We can't use the bpnotify scripts as (please correct me if I'm wrong) these run before and after a client backup. This would mean the application would need to be down until the backup has finished. It's good for a client file system backup but not when we need to take snapshots to keep downtime to a minimum.

However the idea of using the vmware freeze and thaw scripts looks like it may be a winner - thanks davidmoline.

The new plan:

1) Trigger a VM backup of the DB server from Netbackup. This will cause ESXi to call the freeze script on the DB server (through vmtools). This script (bash) will shutdown the application and database

2) Create LUN snapshot of NFS storage and probably the repository NFS storage

3) Mount LUN snapshot so it can be seen by Netbackup

4) Freeze script returns to ESXi and the VM snapshot is taken as normal

5) Once the VM snapshot is complete ESXi calls the thaw script which will restart application and database.

6) Netbackup will now backup the VM snapshot and proceed to backup the LUN snapshot 

7) The application VM can be backed up later out of step as we have moved all the critical data from it

Does this sound more achievable?

Your plan mostly looks okay with one important problem. 

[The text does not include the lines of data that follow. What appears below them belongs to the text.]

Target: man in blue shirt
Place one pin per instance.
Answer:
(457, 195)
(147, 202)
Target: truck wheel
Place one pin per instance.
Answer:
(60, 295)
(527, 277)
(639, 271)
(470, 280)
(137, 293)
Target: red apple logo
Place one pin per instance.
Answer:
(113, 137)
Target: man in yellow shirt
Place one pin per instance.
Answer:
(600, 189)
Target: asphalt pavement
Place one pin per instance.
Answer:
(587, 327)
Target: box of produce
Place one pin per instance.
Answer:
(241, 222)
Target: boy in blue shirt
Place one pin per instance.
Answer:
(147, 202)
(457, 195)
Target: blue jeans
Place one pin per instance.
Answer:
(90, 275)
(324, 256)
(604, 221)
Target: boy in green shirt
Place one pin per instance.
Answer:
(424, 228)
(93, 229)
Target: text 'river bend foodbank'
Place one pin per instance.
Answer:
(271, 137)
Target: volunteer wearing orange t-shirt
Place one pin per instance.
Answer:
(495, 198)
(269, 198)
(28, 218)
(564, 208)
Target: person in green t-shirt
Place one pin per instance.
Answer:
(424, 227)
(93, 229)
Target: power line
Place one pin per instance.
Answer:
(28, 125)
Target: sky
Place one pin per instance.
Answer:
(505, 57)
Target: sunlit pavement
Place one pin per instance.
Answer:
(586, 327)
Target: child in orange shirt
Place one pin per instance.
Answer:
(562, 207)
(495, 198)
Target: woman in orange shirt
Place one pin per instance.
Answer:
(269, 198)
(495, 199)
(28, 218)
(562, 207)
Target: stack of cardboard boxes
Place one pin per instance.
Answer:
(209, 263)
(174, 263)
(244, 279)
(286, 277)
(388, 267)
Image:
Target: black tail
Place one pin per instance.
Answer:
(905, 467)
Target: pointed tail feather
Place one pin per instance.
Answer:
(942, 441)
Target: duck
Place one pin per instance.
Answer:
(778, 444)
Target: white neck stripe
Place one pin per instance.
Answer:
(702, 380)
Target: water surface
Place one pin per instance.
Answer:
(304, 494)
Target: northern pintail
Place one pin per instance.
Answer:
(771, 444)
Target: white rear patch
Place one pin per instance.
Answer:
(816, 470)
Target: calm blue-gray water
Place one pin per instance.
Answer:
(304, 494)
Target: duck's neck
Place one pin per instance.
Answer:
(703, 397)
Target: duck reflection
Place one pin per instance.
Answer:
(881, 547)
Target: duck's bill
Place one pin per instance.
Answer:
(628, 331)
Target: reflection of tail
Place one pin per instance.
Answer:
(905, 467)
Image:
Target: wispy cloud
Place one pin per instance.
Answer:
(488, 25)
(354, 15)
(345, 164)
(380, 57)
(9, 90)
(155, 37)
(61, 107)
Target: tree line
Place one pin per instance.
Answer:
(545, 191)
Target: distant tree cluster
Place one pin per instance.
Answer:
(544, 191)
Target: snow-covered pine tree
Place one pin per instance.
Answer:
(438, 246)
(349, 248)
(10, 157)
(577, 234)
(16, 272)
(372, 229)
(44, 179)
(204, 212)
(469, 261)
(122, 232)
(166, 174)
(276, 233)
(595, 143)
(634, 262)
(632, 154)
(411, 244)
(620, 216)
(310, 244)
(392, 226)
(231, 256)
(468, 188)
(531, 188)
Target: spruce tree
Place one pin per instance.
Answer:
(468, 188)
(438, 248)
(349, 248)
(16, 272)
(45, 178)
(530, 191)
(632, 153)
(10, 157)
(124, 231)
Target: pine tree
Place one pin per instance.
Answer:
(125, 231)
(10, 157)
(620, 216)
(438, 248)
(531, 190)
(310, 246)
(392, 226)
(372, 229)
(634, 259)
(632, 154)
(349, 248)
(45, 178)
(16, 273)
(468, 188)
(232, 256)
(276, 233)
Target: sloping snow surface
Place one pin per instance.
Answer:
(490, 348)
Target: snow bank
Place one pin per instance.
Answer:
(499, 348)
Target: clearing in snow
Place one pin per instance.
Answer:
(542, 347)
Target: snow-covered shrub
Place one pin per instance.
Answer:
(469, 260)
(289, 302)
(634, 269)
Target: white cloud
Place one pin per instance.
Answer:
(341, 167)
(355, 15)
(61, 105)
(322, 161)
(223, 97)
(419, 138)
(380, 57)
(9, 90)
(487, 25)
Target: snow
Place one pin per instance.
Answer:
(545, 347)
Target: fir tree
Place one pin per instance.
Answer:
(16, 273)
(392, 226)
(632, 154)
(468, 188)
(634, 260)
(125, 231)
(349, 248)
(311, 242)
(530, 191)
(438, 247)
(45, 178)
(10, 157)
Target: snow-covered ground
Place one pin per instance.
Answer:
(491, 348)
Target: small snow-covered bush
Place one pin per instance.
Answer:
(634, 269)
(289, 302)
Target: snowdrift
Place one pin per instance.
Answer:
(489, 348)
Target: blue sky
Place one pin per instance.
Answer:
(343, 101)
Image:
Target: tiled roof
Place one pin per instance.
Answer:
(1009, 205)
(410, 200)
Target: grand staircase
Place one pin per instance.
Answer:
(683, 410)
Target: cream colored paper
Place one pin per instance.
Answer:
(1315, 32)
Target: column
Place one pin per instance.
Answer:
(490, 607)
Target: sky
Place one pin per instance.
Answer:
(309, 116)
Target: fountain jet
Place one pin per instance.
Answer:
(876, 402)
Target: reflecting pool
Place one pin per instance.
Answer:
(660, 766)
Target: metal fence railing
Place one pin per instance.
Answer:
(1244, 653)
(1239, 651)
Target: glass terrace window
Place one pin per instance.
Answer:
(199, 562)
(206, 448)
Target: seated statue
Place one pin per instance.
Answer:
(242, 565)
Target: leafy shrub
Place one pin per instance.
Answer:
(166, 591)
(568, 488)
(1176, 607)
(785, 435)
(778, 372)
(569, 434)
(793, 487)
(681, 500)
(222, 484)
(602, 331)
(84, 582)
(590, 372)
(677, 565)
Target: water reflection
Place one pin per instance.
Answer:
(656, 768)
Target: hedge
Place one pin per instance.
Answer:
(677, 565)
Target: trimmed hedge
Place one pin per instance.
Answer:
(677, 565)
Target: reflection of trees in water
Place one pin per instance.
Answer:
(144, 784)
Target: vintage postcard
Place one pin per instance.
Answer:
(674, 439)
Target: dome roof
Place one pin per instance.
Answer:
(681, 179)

Step 4 5 & 6 need to be rethought. A VM snapshot creates a transaction log file for want of a better term. Updates while the snaphot is active go to this file to be replayed into the VMDK when the snapshot is deleted.

So you are actually backing up the VMDK files which are now idle due to the snapshot, you are not backing up the snapshot itself.

I think we are just refering to snapshots in different ways. I'm, probably incorrectly, refering the snapshot as the frozen files when technically it could be the delta files. It is the VMDKs I want to back up so we are backing up the frozen state of the machine. The transaction logs (deltas)  as you say are the changes since that point and I don't want to backup those.

I'll be letting Netbackup / ESXi take care of what is actually being backed up as it would with a regular EXSi backup.